Let's test some numbers to make this more clear.

Let's pretend that a is 10. 10 is not divisible by 7; when I divide I get 1 remainder 3.

If I want (10 - b) to be divisible by 7, I have to say that b is 3. When 3 is divided by 7 I get 0 remainder 3.

Test out other b values of 1, 2, 4, 5, 6, 7, 8. None of them have a remainder of 3 when divided by 7, and none of them will fit the parameters of a-b is divisible by 7 if a is 10.

Notice that whatever remainder I get for a needs to be duplicated in b so that when I subtract b from a the remainder will be removed and I will be left with a multiple of 7.

Please write back if this is not more clear.


Jamie,

I understand the math, but what I'm not clear on is how we can determine divisibility of 7 by having equal remainders between the 2 terms (a - b). Maybe I'm just bogged down in this question too much, but I can't see this.

The problem makes more sense to me if I just see it as plugging in numbers.


Hi,

Here are my two cents on this. Hope it helps.

now, we understand that 1 and 2 are insufficient alone. Now let's consider the statements together.

1) says that a is not divisible by 7. Hence, lets take a=24, 28 or something. Now a-b is divisible by 7 which implies a-b will give a number divisible by 7. for e.g if a=24, then b could be 3, 10 or so, for a-b to be divisible by 7. Here if we note, all b does is remove the remainder obtained when a is divided by 7 from a.
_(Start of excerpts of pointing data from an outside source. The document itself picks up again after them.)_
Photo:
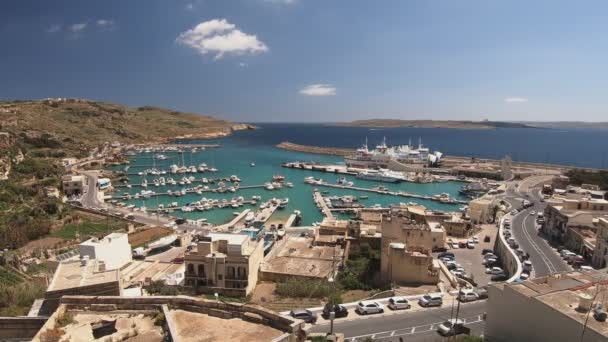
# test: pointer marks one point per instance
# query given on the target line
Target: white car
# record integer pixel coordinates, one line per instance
(468, 296)
(432, 299)
(398, 303)
(494, 270)
(370, 307)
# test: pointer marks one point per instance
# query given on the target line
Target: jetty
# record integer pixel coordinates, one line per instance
(382, 191)
(320, 202)
(286, 145)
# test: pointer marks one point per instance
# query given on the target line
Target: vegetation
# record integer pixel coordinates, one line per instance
(578, 177)
(89, 228)
(16, 299)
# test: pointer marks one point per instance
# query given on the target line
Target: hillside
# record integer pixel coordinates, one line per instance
(77, 124)
(394, 123)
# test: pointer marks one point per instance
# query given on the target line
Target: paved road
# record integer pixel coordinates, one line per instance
(544, 258)
(417, 325)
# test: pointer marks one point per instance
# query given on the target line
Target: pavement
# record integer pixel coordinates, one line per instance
(545, 260)
(415, 324)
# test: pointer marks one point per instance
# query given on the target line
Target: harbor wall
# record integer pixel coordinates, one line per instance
(315, 149)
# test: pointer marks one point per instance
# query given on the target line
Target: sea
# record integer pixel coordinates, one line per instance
(583, 148)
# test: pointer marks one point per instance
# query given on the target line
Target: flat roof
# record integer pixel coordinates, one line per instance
(72, 274)
(233, 239)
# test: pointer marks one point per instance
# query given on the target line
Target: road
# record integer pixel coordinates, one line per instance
(544, 258)
(418, 325)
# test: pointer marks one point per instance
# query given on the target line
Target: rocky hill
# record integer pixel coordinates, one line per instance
(74, 124)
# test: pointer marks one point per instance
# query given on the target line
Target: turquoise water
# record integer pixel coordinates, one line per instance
(234, 158)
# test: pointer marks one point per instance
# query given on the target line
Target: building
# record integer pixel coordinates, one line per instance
(74, 184)
(398, 227)
(413, 265)
(113, 251)
(600, 255)
(562, 213)
(405, 252)
(81, 278)
(553, 308)
(226, 263)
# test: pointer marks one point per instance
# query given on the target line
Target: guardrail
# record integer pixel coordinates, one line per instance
(509, 257)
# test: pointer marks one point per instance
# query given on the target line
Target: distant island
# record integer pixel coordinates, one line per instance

Since, a is not divisible by 7, a will be taking some value between x and x+7 where x is a random number. So a cannot be x and x+7. a could be x+1, x+2, x+3, x+4, x+5, x+6,. Based on b, b will have to remove this 1,2,3,4,5,6 from a(Note- it can also remove something like 10 from 24 which is 7+3 and hence a way to remove the extra 3 from a) Now , lets consider a+b. since b removes the extra number from 1 to make it divisible by 7, it can never add the complement of that factor to a to make it divisible by 7.

As an example, see below. It would be easier to understand the above explanation with this example.

For e.g, a=10, b=3 and its complement( The number required to be added to a to make it divisible by 7) would be c(b)=7-3 B cant be 3 and 4 at the same time and thus can never make a-b and a+b divisible by 7 at the same time.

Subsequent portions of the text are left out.